This repository aims to segregate questions with similar intent into the same group .This is useful for sites like Quora.Here I explore various techniques to predict whether any given pair of questions are similar ?
Quora is a place to gain and share knowledge—about anything. It’s a platform to ask questions and connect with people who contribute unique insights and quality answers. This empowers people to learn from each other and to better understand the world.
Over 100 million people visit Quora every month, so it's no surprise that many people ask similarly worded questions. Multiple questions with the same intent can cause seekers to spend more time finding the best answer to their question, and make writers feel they need to answer multiple versions of the same question. Quora values canonical questions because they provide a better experience to active seekers and writers, and offer more value to both of these groups in the long term.
> Credits: Kaggle
- Identify which questions asked on Quora are duplicates of questions that have already been asked.
- This could be useful to instantly provide answers to questions that have already been answered.
- We are tasked with predicting whether a pair of questions are duplicates or not.
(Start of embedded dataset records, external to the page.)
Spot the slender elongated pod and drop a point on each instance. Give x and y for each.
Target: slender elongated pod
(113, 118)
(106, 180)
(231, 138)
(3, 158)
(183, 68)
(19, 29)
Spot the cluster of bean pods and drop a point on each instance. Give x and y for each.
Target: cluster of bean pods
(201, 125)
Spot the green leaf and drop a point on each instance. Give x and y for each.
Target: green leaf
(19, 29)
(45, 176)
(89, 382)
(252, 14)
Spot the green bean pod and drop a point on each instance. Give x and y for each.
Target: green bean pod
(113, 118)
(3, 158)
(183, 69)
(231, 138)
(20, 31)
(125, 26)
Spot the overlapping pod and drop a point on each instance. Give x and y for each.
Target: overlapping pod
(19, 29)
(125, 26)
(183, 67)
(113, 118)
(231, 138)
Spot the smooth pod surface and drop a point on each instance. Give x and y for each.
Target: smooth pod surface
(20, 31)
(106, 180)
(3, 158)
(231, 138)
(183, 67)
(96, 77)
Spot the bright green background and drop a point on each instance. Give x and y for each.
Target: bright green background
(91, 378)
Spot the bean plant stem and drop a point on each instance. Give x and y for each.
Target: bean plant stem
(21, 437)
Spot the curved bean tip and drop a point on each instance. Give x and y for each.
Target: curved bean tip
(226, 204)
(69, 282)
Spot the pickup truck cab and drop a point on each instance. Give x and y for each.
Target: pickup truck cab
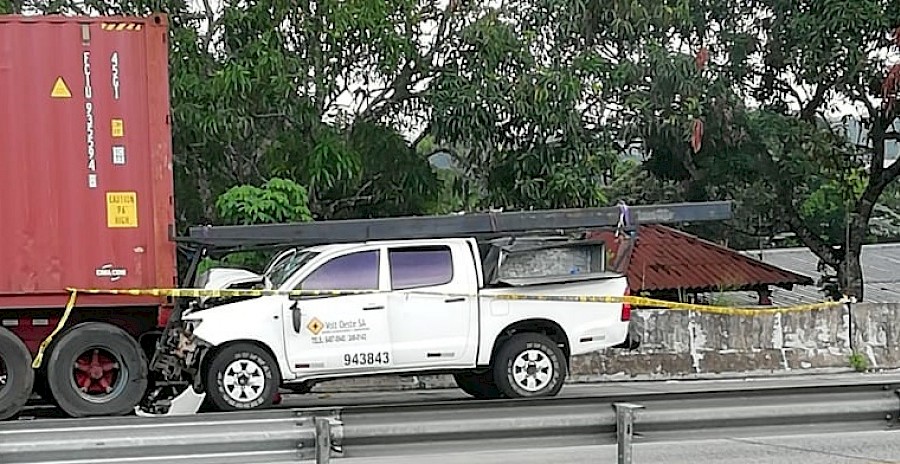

- Source : https://www.kaggle.com/c/quora-question-pairs
____ Useful Links ____ - Discussions : https://www.kaggle.com/anokas/data-analysis-xgboost-starter-0-35460-lb/comments
- Kaggle Winning Solution and other approaches: https://www.dropbox.com/sh/93968nfnrzh8bp5/AACZdtsApc1QSTQc7X0H3QZ5a?dl=0
- Blog 1 : https://engineering.quora.com/Semantic-Question-Matching-with-Deep-Learning
- Blog 2 : https://towardsdatascience.com/identifying-duplicate-questions-on-quora-top-12-on-kaggle-4c1cf93f1c30
This repo contains following notebooks alongside corresponding pdf versions:
1.Quora:Contains exploratory data analysis
2.Quora_Preprocessing:Contains some preprocessing done for ML pipeline.
2.ML_models: Extracted Features along side tfidf features of the data is run through various models ending with xgboost.
3.Quora_Mean_w2v:Here weighted w2v features of the data are used.